When we want to use $\mathbb{P}$ in computations, we will use this matrix representation. For displays, transition_matrix is better.

The Long Run

To understand the long run behavior of the chain, let $n$ be large and let's examine the distribution of $X_n$ for each value of the starting state. That's contained in the $n$-step transition matrix $\mathbb{P}^n$.

Here is the display of $\mathbb{P}^n$ for the reflecting walk, for $n = 25, 50$, and $100$.

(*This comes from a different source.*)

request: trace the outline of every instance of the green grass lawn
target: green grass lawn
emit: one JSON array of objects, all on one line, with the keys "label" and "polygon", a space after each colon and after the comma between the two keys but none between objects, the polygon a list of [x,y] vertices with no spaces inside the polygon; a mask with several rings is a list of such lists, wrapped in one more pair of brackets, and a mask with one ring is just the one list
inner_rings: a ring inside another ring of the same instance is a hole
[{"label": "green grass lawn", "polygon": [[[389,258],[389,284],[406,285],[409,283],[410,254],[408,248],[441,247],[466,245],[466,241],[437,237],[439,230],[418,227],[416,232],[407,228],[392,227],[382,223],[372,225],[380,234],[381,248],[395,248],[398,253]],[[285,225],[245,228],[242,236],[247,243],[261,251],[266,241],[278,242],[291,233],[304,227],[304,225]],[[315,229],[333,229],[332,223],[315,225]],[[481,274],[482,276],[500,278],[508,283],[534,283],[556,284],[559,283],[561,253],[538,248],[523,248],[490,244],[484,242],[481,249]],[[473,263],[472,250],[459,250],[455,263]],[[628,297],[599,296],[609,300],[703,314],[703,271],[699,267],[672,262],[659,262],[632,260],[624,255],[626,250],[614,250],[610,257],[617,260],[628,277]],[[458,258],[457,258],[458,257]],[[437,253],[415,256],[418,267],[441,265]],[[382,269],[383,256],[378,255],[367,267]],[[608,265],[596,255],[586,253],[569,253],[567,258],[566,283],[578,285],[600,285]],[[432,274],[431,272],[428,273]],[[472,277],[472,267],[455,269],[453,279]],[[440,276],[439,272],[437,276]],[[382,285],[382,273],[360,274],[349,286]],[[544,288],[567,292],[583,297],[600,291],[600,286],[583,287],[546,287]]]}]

reflecting_walk.transition_matrix(25)
1 2 3 4 5
1 0.129772 0.256749 0.25 0.243251 0.120228
2 0.128374 0.254772 0.25 0.245228 0.121626
3 0.125000 0.250000 0.25 0.250000 0.125000
4 0.121626 0.245228 0.25 0.254772 0.128374
5 0.120228 0.243251 0.25 0.256749 0.129772
reflecting_walk.transition_matrix(50)
1 2 3 4 5
1 0.125091 0.250129 0.25 0.249871 0.124909
2 0.125064 0.250091 0.25 0.249909 0.124936
3 0.125000 0.250000 0.25 0.250000 0.125000
4 0.124936 0.249909 0.25 0.250091 0.125064
5 0.124909 0.249871 0.25 0.250129 0.125091
reflecting_walk.transition_matrix(100)
1 2 3 4 5
1 0.125 0.25 0.25 0.25 0.125
2 0.125 0.25 0.25 0.25 0.125
3 0.125 0.25 0.25 0.25 0.125
4 0.125 0.25 0.25 0.25 0.125
5 0.125 0.25 0.25 0.25 0.125

The rows of $\mathbb{P}^{100}$ are all the same! That means that for the reflecting walk, the distribution at time 100 doesn't depend on the starting state. The chain has forgotten where it started.

You can increase $n$ and see that the $n$-step transition matrix stays the same. By time 100, this chain has reached stationarity.

Stationarity is a remarkable property of many Markov chains, and is the main topic of this chapter.